I wonder if anything else has changed in your pup's environment or routine? My guys have slept in their crates most nights since they came home and the only time they fuss is when they are ill or need to potty. If I don't think they are ill I'll take them out and let them potty without speaking to them or interacting with them and put them straight back in their crate. We did go through a bout of tummy problems last summer with Rylie and it was a bit hard to get him back into a routine. Is his crate in your room? It often helps if they can hear you breathing. I know someone who puts the crate for her young pups on her bedside table so they can see her if they wake up and she can stick a finger through to calm them if necessary.

I love that your friend had her puppy crate on bedside table so they can see her. So sweet!!!! We currently have Sonny in his own bedroom, because we have a 4 year old kitty that sleeps with us and we were worried how he would react with new puppy and we didn't want him to feel booted out of the room. He already gets less attention just because a puppy needs a lot of attention and training right now, so we kind of had decided that our bedroom would be his safe haven and his special time with us. He loves to cuddle with my husband in the morning. :) We are hoping that eventually Sonny's crate can be moved to our bedroom.
 
Wonderful news!!!! You are doing all the right things, great work! Maybe for the next few weeks, just really tire him out before bed. Soon enough he will know this is his space and call it home :) And there will be hiccups again before he reaches adult hood, or if anything changes in the house or he gets sick, etc. So be okay with knowing that it does happen, and now you are just better able to handle it when it does!

A nighttime treat is a great idea, I think a lot of us on here use one to get them thrilled about going in the crate.

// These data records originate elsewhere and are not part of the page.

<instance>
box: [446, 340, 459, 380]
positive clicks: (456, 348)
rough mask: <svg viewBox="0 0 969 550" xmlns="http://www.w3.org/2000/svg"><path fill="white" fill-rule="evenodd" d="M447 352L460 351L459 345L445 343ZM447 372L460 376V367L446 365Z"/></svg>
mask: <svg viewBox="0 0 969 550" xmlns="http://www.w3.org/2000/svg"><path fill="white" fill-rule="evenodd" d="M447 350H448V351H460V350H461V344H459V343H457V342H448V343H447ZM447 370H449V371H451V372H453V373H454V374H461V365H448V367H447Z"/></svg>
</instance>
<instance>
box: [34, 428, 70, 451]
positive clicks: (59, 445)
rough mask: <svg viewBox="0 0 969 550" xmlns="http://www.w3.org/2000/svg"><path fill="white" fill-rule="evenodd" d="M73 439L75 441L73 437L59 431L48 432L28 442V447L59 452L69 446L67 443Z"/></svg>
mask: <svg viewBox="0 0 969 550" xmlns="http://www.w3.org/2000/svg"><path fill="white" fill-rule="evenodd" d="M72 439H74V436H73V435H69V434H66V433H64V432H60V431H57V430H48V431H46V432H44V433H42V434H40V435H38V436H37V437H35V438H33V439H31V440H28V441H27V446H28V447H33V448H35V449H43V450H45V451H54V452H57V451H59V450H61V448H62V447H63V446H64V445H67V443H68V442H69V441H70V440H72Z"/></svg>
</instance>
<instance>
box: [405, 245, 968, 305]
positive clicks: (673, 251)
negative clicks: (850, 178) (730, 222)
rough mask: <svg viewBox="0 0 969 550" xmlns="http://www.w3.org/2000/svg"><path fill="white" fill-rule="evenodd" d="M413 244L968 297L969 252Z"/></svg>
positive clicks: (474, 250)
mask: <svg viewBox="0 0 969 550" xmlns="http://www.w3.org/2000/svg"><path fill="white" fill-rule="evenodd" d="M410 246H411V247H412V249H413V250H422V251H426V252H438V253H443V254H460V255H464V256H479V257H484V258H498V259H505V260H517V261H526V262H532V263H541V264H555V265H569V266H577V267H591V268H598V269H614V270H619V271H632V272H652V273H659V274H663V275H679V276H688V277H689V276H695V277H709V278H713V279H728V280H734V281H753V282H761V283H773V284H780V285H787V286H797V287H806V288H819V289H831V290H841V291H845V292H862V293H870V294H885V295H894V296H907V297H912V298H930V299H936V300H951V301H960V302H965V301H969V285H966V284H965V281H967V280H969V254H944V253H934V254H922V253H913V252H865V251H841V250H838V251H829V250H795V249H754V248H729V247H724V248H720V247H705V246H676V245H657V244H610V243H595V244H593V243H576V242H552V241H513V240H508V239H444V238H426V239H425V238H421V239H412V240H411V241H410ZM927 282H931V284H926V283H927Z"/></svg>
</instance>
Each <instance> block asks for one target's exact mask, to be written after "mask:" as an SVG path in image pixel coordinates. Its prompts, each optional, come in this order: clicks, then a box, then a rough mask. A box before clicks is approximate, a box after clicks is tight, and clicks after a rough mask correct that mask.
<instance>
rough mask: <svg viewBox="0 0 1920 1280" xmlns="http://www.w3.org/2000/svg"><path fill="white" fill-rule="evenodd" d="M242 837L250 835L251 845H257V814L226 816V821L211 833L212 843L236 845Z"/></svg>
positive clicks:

It is amazing what one little treat will do! b*n*n* Also, then Sonny will associate his crate with a special treat every time!

These are what I use for Brooklyn's Nighttime Treat...again, she only gets them in her crate so they stay really special. You can give him anything, I thought I would just share what I give her because I found these to be really great because they all last a tad bit longer than say a small treat of dried liver. Gives her a little chewing time while I close the door :)

Basically all these treats are a little bit chewier and bigger than a piece of say liver. More like a good night cookie :)

Glad everything is going well!! There are so many questions and ups and downs through puppy hood, that is why this board is so wonderful...there are so many great ideas, so much advice and so many people to tell you "no, your not crazy, this is normal" ha!